Female of the Species : Tales of Mystery and Suspense and Haunted : Tales of the Grotesque both by Joyce Carol Oates.
Essential Dracula : Including the Complete Novel by Bram Stoker, written and edited by Leonard Wolf.

The Exorcist, by William Peter Blatty.

Frankenstein, or, the Modern Prometheus, by Mary W. Shelley.

Ghost Story, by Peter Straub.

Interview with the Vampire: a Novel, by Anne Rice.

Jaws, by Peter Benchley.

Salem's Lot, by Stephen King.

Strange Case of Dr. Jekyll and Mr.

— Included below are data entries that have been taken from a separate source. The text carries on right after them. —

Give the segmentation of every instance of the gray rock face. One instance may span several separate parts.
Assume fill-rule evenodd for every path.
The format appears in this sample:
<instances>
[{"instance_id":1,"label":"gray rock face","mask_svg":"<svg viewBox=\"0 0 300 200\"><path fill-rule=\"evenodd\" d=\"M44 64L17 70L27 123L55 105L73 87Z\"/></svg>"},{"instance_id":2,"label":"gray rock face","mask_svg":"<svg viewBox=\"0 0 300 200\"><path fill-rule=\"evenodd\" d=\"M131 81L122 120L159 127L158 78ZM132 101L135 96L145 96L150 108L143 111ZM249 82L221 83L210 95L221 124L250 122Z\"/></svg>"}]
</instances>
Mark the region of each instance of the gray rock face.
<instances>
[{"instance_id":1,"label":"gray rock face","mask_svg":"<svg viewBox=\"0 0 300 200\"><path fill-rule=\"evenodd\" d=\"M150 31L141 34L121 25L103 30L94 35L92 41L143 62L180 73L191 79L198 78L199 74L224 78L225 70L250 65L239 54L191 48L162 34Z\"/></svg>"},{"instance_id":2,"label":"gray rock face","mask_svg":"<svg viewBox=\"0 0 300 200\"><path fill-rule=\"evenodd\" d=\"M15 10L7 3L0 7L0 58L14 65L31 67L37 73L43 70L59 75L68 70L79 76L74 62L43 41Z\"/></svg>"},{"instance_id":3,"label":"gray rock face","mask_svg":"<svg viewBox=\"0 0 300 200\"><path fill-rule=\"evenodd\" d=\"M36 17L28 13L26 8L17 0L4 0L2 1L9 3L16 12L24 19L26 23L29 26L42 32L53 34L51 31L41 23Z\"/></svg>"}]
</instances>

Hyde, by Robert Louis Stevenson.

The Phantom of the Opera, by Gaston Leroux.

The Historian : a Novel, by Elizabeth Kostova.

Blood Thirst: 100 Years of Vampire Fiction, edited and with an introduction by Leonard Wolf.

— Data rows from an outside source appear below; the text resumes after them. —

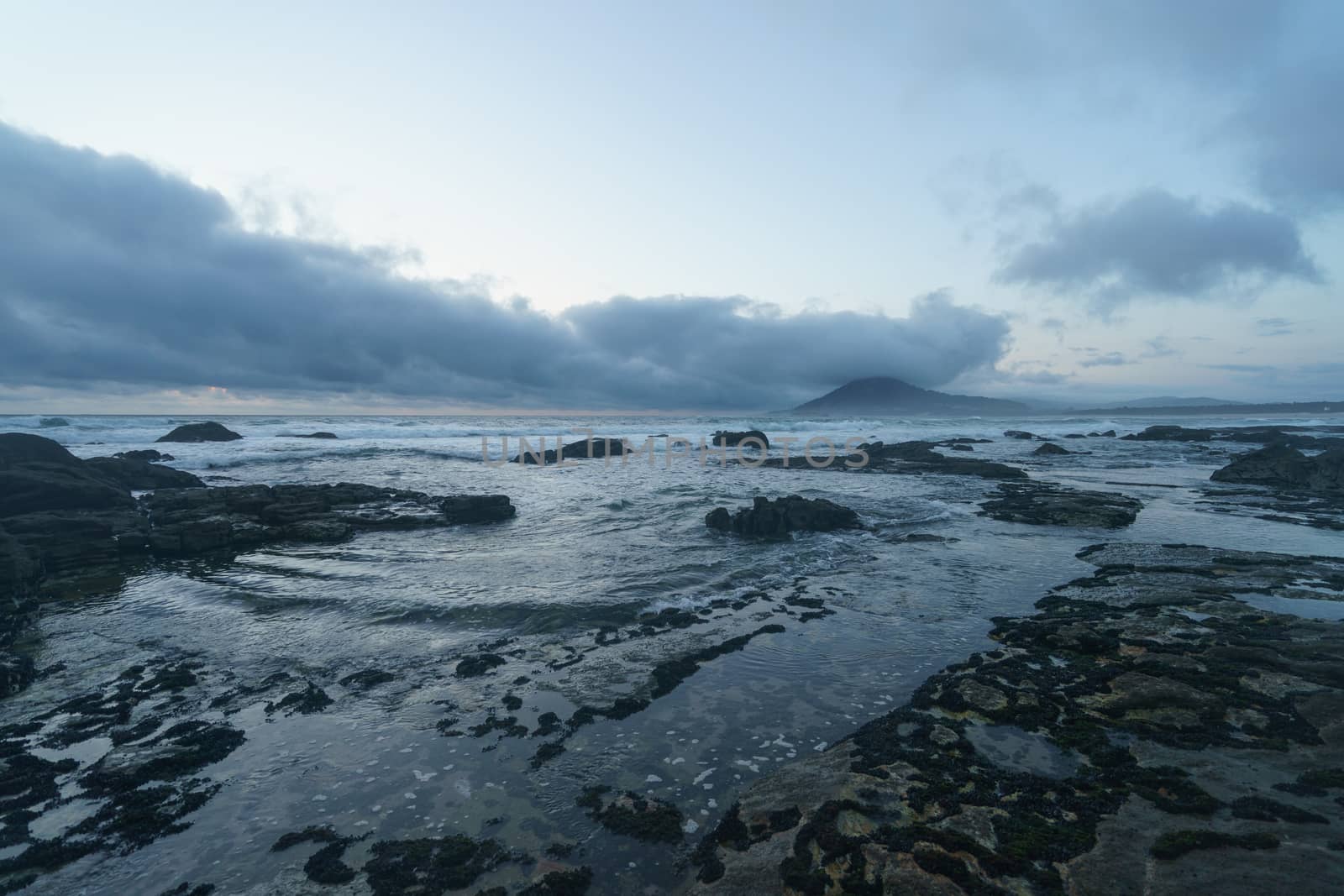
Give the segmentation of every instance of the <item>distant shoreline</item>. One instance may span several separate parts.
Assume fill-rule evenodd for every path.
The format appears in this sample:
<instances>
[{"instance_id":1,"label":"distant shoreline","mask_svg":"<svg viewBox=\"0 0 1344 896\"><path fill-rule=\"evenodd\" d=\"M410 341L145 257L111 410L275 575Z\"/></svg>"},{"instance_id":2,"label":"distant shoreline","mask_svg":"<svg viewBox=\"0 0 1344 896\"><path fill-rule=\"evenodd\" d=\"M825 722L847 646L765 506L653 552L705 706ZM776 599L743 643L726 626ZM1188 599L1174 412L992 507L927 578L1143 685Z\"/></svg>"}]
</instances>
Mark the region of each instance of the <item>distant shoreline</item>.
<instances>
[{"instance_id":1,"label":"distant shoreline","mask_svg":"<svg viewBox=\"0 0 1344 896\"><path fill-rule=\"evenodd\" d=\"M1344 414L1344 400L1339 402L1277 402L1273 404L1195 404L1167 407L1082 407L1048 414L1090 416L1236 416L1242 414Z\"/></svg>"}]
</instances>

Doubles, Dummies, and Dolls: 21 Terror Tales of Replication, edited by Leonard Wolf.

Norton Book of Ghost Stories, edited by Brad Leithauser.

Book of Were-wolves: Being an Account of a Terrible Superstition, by Sabine Baring-Gould.

Death Makes a Holiday: a Cultural History of Halloween, by David J. Skal.

For a more visually induced horrorfest, there are many classic films of the 20th century in the library collection - Dracula, The Mummy, Bride of Frankenstein, The Fog, Vincent Price films, Alfred Hitchcock (including his television program Alfred Hitchcock Presents), of course The Rocky Horror Picture Show, and then those that are so bad they're good such as Plan 9 from Outer Space and Attack of the Killer Tomatoes. And Frank's good friend the Red Lady would never forgive him if he didn't mention her personal favorite 13 Alabama Ghosts and Jeffrey, by Kathryn Tucker Windham and Margaret Gillis Figh.

Now … what's that creak you just heard???